La star des San Antonio Spurs, Victor Wembanyama, ne sera pas pénalisée d’une faute flagrante pour avoir poussé le gardien des New York Knicks, Jalen Brunson. La décision fait référence à l’incident survenu lors du troisième match de la finale de la NBA, comme l’a confirmé un porte-parole de la ligue à ESPN, par l’intermédiaire de Shams Charania, mardi soir.
Avec cette résolution, Wembanyama maintient son score à deux points flagrants en séries éliminatoires. Ceci est crucial, car les athlètes qui accumulent quatre points flagrants sont soumis à une suspension automatique, ce qui pourrait avoir un impact significatif sur leur parcours en finale.

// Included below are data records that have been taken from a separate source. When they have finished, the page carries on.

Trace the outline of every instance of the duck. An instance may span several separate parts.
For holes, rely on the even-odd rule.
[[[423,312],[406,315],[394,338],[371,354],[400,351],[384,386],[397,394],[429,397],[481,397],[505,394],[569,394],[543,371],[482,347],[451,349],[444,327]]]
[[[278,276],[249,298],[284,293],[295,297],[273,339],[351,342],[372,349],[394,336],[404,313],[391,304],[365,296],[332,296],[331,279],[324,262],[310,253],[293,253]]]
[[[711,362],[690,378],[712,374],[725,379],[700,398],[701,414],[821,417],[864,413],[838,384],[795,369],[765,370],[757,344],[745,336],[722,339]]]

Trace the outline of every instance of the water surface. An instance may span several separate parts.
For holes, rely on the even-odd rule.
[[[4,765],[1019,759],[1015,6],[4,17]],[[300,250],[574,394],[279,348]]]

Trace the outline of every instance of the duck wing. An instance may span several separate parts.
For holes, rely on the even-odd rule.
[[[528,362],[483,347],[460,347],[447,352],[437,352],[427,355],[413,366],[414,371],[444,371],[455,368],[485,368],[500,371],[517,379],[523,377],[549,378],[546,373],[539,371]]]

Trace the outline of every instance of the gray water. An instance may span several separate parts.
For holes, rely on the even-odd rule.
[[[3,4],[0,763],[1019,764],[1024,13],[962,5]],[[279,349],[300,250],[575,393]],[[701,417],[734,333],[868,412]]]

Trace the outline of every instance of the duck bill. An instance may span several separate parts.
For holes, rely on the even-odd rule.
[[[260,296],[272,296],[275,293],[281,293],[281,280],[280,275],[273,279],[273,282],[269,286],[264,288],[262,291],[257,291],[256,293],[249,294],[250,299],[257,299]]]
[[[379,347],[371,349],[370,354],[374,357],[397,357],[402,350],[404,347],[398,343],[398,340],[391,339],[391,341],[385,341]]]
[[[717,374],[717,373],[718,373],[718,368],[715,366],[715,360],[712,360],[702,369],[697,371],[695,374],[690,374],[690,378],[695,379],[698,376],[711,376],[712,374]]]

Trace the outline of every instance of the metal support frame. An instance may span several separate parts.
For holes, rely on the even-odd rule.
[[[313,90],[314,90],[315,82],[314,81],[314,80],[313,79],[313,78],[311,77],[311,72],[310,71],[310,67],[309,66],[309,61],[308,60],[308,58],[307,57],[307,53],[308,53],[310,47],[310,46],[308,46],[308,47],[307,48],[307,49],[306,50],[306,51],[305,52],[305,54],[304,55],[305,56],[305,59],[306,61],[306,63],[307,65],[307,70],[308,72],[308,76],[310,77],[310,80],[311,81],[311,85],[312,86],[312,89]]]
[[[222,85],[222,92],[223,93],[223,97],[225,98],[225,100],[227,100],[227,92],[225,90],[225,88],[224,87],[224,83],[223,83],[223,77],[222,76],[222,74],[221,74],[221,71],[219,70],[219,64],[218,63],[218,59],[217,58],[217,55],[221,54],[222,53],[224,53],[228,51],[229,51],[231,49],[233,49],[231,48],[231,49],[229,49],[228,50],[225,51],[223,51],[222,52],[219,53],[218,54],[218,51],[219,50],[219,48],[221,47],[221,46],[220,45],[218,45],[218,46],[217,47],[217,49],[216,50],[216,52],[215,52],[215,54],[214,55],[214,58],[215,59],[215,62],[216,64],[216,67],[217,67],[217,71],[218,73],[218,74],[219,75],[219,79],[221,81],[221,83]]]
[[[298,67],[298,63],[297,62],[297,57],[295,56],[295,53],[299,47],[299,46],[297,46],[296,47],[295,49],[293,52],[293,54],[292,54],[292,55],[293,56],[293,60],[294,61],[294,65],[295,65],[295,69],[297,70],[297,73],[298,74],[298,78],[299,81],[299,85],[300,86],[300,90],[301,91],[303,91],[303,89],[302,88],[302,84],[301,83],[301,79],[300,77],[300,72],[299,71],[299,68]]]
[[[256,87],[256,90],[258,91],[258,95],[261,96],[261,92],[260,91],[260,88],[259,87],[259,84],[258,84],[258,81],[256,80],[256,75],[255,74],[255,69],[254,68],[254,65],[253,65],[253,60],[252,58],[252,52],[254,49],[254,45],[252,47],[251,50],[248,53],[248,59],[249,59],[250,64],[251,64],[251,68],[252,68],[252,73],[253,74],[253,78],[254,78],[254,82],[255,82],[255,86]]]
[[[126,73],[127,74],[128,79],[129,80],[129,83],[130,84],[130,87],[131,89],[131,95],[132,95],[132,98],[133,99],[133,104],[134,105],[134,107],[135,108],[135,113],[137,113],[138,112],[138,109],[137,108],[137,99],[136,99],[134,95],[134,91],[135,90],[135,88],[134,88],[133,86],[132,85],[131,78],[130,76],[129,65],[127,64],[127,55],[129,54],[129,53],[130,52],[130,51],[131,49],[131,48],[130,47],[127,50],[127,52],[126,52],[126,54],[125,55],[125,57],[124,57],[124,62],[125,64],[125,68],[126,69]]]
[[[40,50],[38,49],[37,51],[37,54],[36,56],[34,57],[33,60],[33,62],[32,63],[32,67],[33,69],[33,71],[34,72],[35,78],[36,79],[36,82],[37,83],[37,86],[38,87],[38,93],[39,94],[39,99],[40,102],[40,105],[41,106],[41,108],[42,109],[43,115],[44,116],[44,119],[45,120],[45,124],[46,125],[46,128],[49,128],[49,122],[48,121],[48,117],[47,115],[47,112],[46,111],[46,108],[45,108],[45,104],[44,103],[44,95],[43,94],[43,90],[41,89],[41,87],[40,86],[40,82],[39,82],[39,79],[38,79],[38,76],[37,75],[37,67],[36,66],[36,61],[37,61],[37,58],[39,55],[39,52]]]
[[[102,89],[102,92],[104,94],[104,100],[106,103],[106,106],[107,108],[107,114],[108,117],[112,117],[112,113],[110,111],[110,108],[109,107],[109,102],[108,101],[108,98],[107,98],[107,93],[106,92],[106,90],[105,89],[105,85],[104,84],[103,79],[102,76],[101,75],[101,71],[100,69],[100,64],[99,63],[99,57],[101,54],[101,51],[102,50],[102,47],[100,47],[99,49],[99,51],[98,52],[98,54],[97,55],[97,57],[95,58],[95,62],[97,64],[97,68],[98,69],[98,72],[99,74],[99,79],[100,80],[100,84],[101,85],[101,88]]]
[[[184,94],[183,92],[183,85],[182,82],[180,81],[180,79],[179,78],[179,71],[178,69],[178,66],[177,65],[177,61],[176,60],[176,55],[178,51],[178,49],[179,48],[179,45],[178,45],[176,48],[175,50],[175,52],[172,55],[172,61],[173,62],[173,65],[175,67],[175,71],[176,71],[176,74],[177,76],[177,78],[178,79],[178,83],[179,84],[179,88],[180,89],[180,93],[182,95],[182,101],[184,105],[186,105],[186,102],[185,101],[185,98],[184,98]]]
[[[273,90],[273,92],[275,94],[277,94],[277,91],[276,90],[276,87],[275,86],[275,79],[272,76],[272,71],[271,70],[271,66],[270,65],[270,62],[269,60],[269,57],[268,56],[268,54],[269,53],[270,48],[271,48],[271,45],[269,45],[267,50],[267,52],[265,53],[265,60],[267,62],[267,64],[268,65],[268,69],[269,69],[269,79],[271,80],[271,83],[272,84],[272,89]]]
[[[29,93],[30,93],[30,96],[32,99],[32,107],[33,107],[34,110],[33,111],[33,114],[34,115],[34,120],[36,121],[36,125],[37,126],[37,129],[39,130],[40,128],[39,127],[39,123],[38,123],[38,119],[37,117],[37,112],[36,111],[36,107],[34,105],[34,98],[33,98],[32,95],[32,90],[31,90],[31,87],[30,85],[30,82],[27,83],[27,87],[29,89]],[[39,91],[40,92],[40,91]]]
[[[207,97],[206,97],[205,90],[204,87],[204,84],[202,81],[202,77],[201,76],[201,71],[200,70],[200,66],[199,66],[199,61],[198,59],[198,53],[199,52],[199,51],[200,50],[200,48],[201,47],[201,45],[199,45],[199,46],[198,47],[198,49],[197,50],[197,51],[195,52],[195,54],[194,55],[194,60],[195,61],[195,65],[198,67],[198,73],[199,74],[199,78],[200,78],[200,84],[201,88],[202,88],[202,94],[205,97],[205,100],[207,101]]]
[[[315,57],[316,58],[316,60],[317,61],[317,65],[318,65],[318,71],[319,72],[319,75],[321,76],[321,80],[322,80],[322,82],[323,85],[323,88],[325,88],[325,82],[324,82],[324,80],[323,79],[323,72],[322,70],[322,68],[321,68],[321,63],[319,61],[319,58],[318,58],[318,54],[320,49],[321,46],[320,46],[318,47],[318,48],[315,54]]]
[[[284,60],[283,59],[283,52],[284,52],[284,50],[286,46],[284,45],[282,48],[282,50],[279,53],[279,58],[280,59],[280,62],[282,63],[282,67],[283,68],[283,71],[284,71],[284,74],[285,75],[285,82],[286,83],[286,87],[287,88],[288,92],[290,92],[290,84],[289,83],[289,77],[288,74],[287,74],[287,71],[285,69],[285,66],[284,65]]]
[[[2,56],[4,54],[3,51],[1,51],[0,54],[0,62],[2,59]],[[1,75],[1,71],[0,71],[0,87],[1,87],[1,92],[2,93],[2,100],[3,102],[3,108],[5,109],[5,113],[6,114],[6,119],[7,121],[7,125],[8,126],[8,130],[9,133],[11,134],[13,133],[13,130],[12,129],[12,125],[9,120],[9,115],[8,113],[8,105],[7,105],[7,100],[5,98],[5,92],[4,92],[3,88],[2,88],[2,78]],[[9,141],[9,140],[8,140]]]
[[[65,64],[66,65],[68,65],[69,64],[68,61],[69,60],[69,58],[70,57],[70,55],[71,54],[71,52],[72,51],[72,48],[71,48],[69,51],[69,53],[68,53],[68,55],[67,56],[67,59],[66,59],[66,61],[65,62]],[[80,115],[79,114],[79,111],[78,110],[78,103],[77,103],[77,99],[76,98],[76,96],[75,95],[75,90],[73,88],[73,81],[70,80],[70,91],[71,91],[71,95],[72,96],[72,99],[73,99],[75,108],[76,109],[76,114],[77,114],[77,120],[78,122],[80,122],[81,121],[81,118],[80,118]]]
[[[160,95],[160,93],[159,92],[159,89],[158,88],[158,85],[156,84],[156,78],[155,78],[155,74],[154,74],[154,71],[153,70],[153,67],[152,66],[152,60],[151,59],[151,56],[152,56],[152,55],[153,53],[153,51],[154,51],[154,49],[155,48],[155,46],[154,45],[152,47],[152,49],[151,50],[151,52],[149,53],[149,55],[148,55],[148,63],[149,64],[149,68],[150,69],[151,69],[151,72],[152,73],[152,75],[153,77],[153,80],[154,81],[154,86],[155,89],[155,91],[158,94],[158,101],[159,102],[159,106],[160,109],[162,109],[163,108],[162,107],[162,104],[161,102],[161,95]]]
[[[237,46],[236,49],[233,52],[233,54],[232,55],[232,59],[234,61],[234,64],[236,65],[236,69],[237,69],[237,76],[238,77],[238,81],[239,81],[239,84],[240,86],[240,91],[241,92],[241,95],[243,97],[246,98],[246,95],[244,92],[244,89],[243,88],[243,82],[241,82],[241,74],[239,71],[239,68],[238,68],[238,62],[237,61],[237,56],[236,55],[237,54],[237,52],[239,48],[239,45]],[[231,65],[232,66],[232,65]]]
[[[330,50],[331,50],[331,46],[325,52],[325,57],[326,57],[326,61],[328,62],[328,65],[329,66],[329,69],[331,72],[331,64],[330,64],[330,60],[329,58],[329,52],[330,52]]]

Le jeu en question s’est produit alors qu’il restait 4 minutes et 44 secondes au premier quart du match de lundi. Brunson tentait de bloquer Wembanyama, un centre de 7 pieds, près de la ligne des lancers francs, lorsque le joueur des Spurs s’est retourné et a poussé le meneur des Knicks, le faisant tomber au sol. Aucune faute n’a été sifflée à ce moment-là, malgré les protestations immédiates de l’équipe new-yorkaise.
Monty McCutchen, vice-président senior du développement et de la formation des arbitres de la NBA, a déclaré mardi à l’émission “NBA Today” d’ESPN qu’une faute aurait dû être sifflée sur le jeu. Cependant, la ligue a choisi de ne pas élever la pénalité d’un non-appel à une faute flagrante.
Les deux points flagrants de Wembanyama ont été accumulés plus tôt cette saison après avoir donné un coup de coude à la mâchoire de l’attaquant des Minnesota Timberwolves Naz Reid lors du quatrième match de la série de deuxième tour. La star des Spurs a été condamnée à une faute flagrante de 2 pour contact excessif au-dessus du cou, ce qui a entraîné son expulsion. Il n’a fait l’objet d’aucune autre sanction, notamment d’une amende.